Zijn matelooze arbeid leidde tot vergroeiing der wervelkolom en neurasthenie: een donker pessimisme ontwikkelde zich in hem. Het grievend contrast tusschen zijn droomen van geluk en roem en zijn eenzaam en roemloos leven te Recanati, was een voortdurende marteling voor hem, waarbij het geloof van zijn jeugd, dat hij had verloren, hem niet meer kon opbeuren. Deze wanhoop uit zich in de Canti (1816-’36), 41 gedichten, bewonderenswaardig om hun diepe oorspronkelijkheid en innige verbondenheid van inspiratie en expressie, en waarin jaar na jaar de geboorte en de ontwikkeling van zijn pessimisme te volgen zijn.

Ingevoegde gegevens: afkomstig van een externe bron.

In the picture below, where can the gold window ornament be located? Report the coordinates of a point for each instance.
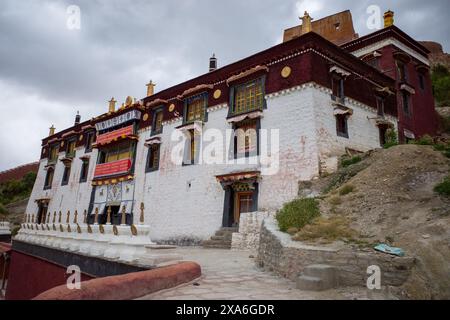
(196, 109)
(217, 94)
(286, 72)
(248, 97)
(158, 122)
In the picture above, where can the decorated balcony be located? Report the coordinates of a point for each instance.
(116, 135)
(112, 168)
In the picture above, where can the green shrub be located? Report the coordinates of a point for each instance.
(349, 162)
(425, 140)
(335, 200)
(297, 213)
(443, 188)
(346, 189)
(391, 139)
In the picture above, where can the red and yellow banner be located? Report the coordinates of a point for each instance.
(112, 168)
(114, 135)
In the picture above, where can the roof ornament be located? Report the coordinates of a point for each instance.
(388, 18)
(306, 23)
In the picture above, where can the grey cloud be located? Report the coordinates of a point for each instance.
(52, 72)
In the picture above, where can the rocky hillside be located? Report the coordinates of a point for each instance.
(387, 196)
(437, 55)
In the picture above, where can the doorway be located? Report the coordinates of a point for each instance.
(243, 202)
(42, 213)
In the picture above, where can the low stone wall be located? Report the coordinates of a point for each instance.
(278, 253)
(249, 231)
(128, 286)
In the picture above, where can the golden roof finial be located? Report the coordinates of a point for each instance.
(306, 23)
(388, 18)
(150, 88)
(141, 218)
(108, 218)
(52, 130)
(124, 216)
(112, 105)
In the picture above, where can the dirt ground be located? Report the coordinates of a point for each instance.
(393, 202)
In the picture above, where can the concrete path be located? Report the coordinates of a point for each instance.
(232, 275)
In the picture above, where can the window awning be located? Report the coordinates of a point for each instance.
(152, 141)
(408, 88)
(109, 137)
(339, 71)
(409, 134)
(251, 115)
(343, 111)
(128, 206)
(196, 125)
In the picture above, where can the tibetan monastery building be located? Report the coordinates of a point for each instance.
(239, 138)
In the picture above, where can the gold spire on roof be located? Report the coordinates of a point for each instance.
(150, 88)
(388, 18)
(306, 23)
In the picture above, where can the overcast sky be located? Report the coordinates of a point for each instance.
(48, 72)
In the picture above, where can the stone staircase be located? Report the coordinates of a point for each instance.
(222, 239)
(318, 277)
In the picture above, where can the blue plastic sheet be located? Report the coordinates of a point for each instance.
(390, 250)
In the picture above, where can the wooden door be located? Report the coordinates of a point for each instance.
(243, 203)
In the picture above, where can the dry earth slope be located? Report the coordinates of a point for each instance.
(393, 201)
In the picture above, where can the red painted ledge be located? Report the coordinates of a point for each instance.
(128, 286)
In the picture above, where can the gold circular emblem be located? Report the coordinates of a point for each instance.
(217, 94)
(286, 72)
(129, 101)
(133, 230)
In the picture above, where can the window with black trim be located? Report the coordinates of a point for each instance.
(337, 84)
(158, 116)
(66, 175)
(402, 73)
(70, 150)
(246, 138)
(248, 97)
(191, 148)
(406, 103)
(153, 158)
(341, 125)
(120, 151)
(84, 170)
(380, 106)
(49, 178)
(421, 81)
(90, 139)
(53, 154)
(195, 108)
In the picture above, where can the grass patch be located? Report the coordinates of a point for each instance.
(346, 189)
(352, 161)
(443, 188)
(297, 213)
(326, 230)
(335, 200)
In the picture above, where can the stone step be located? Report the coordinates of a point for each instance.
(229, 229)
(221, 238)
(325, 272)
(308, 283)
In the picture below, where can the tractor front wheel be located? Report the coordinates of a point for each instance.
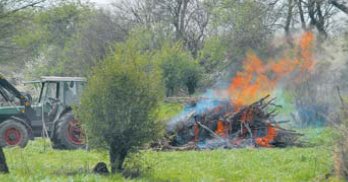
(68, 133)
(13, 133)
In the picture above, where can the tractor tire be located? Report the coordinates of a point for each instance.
(68, 133)
(13, 133)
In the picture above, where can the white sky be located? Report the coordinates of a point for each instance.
(102, 2)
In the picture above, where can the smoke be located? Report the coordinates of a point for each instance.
(298, 78)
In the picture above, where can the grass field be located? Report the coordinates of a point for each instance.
(38, 162)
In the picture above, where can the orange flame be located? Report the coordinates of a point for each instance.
(259, 78)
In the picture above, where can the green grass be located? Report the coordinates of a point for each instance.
(38, 162)
(292, 164)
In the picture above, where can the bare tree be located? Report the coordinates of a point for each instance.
(339, 5)
(187, 19)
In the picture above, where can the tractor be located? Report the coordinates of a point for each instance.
(23, 118)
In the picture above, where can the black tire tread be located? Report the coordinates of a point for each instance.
(59, 140)
(22, 127)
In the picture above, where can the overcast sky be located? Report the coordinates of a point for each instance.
(103, 2)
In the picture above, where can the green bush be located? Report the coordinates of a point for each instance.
(118, 107)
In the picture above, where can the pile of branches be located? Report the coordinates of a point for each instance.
(226, 127)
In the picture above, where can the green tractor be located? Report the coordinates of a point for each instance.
(22, 118)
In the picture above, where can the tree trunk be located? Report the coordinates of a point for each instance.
(288, 23)
(303, 22)
(3, 164)
(117, 158)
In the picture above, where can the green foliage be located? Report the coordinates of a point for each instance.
(213, 54)
(118, 107)
(168, 110)
(179, 69)
(246, 25)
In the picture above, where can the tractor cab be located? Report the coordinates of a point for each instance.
(47, 112)
(57, 95)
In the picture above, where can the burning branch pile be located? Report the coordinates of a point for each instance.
(223, 126)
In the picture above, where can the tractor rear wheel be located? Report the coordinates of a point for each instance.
(13, 133)
(68, 133)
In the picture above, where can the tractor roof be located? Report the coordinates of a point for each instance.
(63, 79)
(57, 79)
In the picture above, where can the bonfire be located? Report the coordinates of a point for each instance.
(239, 116)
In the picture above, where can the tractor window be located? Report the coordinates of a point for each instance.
(70, 93)
(51, 90)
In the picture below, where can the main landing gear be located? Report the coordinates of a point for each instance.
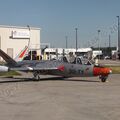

L. schreef ook satyrische gedichten, o.m. Paralipòmeni della Batracomiomachia (1837), waarin hij tegelijk de blind reactionnaire Oostenrijksche dwingelandij, de onbekwaamheid der Ital. liberalen en de heerschende sociale en politieke theorieën gispt. Het proza van L. is niet minder belangrijk: o.m. zijn Operette morali (1827), korte stukken, vooral in dialoogvorm, waarin alle tonen gemengd zijn; zijn posthume Pensieri, onmeedoogende beoordeelingen van Mensch en Maatschappij; zijn overvloedige briefwisseling, zeer kostbaar om het leven en de ziel van den dichter te leeren kennen; zijn Zibaldone of Pensieri di varia filosofia e di bella letteratura, omvangrijke verzameling van nota’s, schetsen, aanmerkingen, in den loop der jaren 1817 tot 1832 zonder stijlzorg neergeschreven.Uitg. en werken: Opere complete (definitieve critische uitg. d. J. Moroncini, 1927 vlg.). Bloemlezingen: Poëzie, uitg. d. G. Mestica (1906); Donati (1917-’24); Proza, uitg. d. R. Fornaciari, O. Antognoni (1911). — Lit.: G. A. Cesareo, Vita di L. (1893); G. Mestica, Studi leopardiani (1901); G. Chiarini, La vita di L. (anti-Kath.; 1905); K. Vossler, G. L. (Leipzig 1923). Voor studenten: A. Marenduzzo, La vita e l'opera di G. L. (1914).
Ulrix.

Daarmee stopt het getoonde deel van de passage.